Born in Johannesburg and raised in KwaZulu Natal; Inkboy Que loved to draw and paint from Grade 3. In high school, he took up Engineering Graphics and Design and Double Science (Physics and Science) as some of his subjects.
“I was the boy drawing sketches in maths class,” he says.
When it was time to go to university, he studied Mechanical Engineering but dropped out after six months.
“I realised that wasn’t what I wanted to do,” he says. “I wanted to be a tattoo artist and I was very clear about it.”

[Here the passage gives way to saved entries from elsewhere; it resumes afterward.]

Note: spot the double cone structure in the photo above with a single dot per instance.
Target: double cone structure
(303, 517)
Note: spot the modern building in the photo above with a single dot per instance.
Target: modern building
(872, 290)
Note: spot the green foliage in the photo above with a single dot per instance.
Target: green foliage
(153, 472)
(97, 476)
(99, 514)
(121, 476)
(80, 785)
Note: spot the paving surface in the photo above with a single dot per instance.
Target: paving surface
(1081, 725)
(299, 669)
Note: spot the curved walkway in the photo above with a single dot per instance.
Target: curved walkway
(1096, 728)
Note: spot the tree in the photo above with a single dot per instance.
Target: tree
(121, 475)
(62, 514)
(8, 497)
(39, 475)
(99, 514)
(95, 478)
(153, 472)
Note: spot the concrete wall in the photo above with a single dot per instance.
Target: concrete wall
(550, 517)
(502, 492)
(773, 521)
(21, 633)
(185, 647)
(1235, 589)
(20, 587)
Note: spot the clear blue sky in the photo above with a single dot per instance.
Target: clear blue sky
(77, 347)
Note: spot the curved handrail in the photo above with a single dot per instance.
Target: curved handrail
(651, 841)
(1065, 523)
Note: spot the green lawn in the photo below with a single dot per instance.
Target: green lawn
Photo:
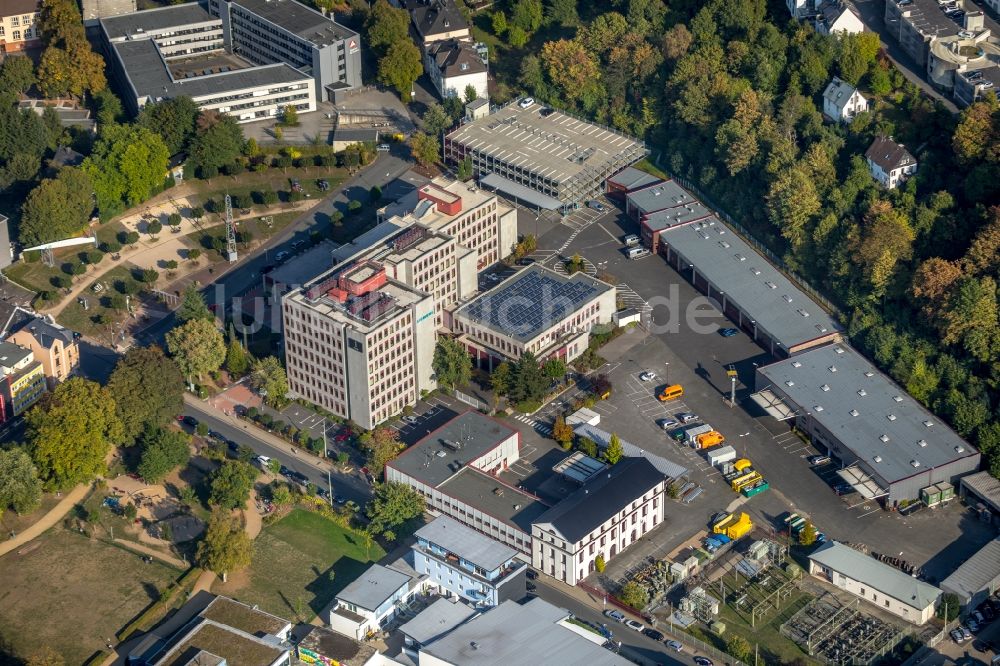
(70, 593)
(292, 562)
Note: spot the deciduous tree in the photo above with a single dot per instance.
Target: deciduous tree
(147, 388)
(70, 432)
(267, 377)
(451, 363)
(20, 487)
(226, 546)
(197, 346)
(231, 484)
(392, 505)
(163, 451)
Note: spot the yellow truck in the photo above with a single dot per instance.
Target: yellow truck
(709, 439)
(733, 525)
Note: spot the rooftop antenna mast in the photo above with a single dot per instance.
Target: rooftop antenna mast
(230, 231)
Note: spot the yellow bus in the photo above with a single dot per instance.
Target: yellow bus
(672, 393)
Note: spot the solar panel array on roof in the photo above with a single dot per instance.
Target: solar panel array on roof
(530, 302)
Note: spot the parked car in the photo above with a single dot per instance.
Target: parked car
(632, 624)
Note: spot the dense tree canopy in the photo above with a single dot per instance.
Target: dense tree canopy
(70, 432)
(147, 388)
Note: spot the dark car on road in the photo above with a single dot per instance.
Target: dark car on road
(654, 634)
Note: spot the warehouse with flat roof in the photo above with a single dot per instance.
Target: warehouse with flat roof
(542, 157)
(749, 289)
(888, 445)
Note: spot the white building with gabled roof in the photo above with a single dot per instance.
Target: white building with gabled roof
(842, 101)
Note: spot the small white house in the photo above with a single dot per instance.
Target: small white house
(880, 584)
(840, 18)
(889, 162)
(454, 65)
(370, 601)
(842, 101)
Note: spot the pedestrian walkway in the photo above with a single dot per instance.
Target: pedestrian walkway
(57, 513)
(152, 552)
(543, 429)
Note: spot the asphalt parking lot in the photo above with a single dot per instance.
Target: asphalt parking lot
(685, 348)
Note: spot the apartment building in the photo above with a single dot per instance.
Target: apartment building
(287, 31)
(607, 514)
(52, 345)
(462, 562)
(359, 343)
(536, 310)
(18, 26)
(164, 53)
(474, 217)
(22, 382)
(455, 469)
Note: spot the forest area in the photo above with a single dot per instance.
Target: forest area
(728, 96)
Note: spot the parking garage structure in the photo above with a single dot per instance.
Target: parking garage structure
(749, 290)
(888, 447)
(545, 158)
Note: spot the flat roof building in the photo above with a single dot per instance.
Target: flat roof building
(150, 64)
(460, 561)
(454, 468)
(536, 310)
(533, 633)
(976, 578)
(751, 291)
(882, 585)
(359, 343)
(610, 512)
(287, 31)
(889, 446)
(544, 157)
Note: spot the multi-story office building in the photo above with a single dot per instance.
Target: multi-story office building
(537, 310)
(22, 382)
(475, 217)
(460, 561)
(19, 26)
(540, 156)
(359, 343)
(287, 31)
(610, 512)
(163, 53)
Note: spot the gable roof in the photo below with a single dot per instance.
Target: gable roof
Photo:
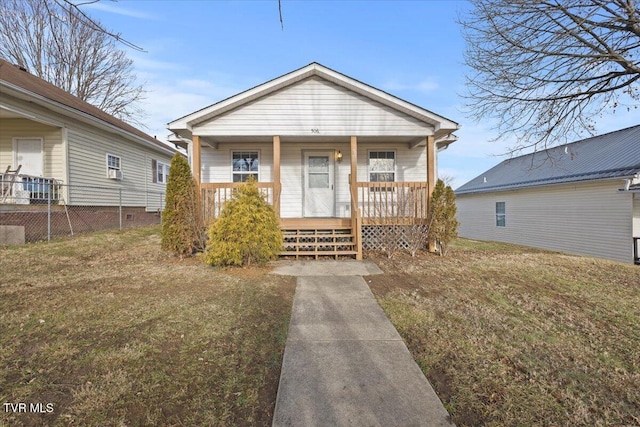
(48, 95)
(443, 127)
(612, 155)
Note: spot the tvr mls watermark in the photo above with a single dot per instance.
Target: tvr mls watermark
(32, 408)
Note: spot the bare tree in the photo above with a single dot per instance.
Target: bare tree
(55, 43)
(547, 69)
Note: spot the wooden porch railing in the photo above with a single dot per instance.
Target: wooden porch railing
(215, 194)
(392, 202)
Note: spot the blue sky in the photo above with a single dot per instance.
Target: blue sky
(199, 52)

He sat his parents down and told them about his dream. He then joined Boys in Ink who were based in Durban until he received clients who demanded that he move to Mpumalanga and he worked with Nkanyezi Sibiya.

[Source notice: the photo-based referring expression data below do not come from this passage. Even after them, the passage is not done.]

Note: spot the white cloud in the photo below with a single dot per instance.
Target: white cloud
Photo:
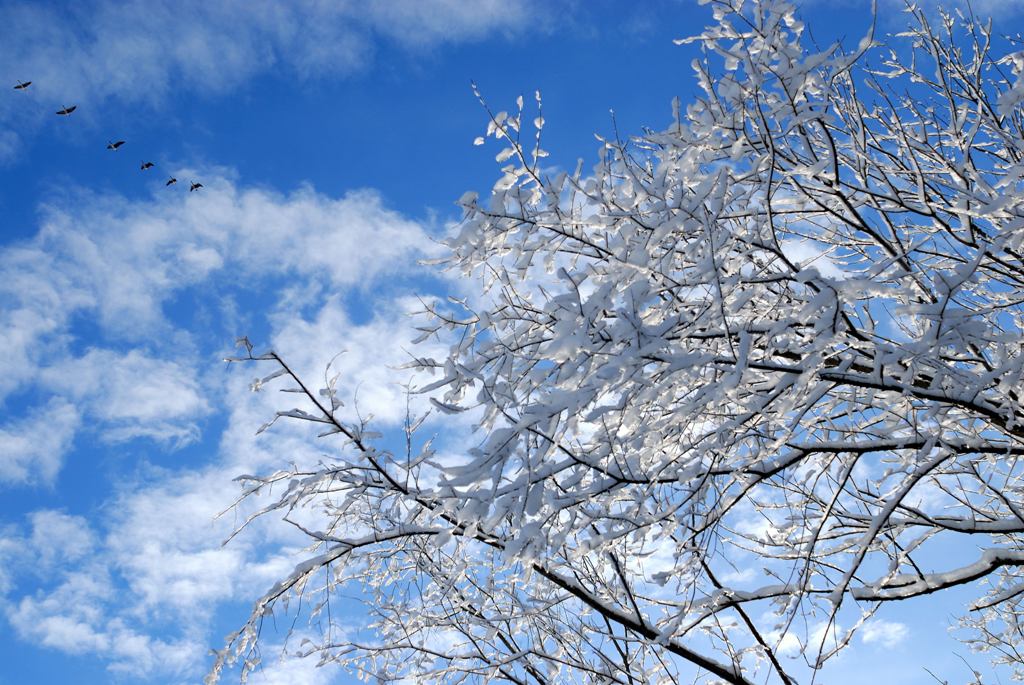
(885, 633)
(33, 447)
(119, 264)
(138, 51)
(131, 394)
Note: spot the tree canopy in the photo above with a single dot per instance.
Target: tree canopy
(738, 385)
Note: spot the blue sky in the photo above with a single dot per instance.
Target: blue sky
(332, 140)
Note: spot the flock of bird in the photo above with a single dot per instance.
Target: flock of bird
(113, 145)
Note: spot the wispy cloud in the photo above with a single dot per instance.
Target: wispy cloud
(117, 266)
(139, 51)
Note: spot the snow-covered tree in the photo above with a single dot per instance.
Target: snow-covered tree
(747, 380)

“After Mpumalanga, I moved to Joburg and worked at Soweto Ink before opening my home studio on Ruimsig,” he says.
It was during the lockdown that people demanded Inkboy Que do house calls. “I spent two months at Naaq Musiq’s home working on some of his tattoos, and I build a solid clientele for me to go on my own.”
He's currently mentoring a young artist in Joburg and one female artist in Durban. Inkboy Que says he wishes more women would become tattoo artists.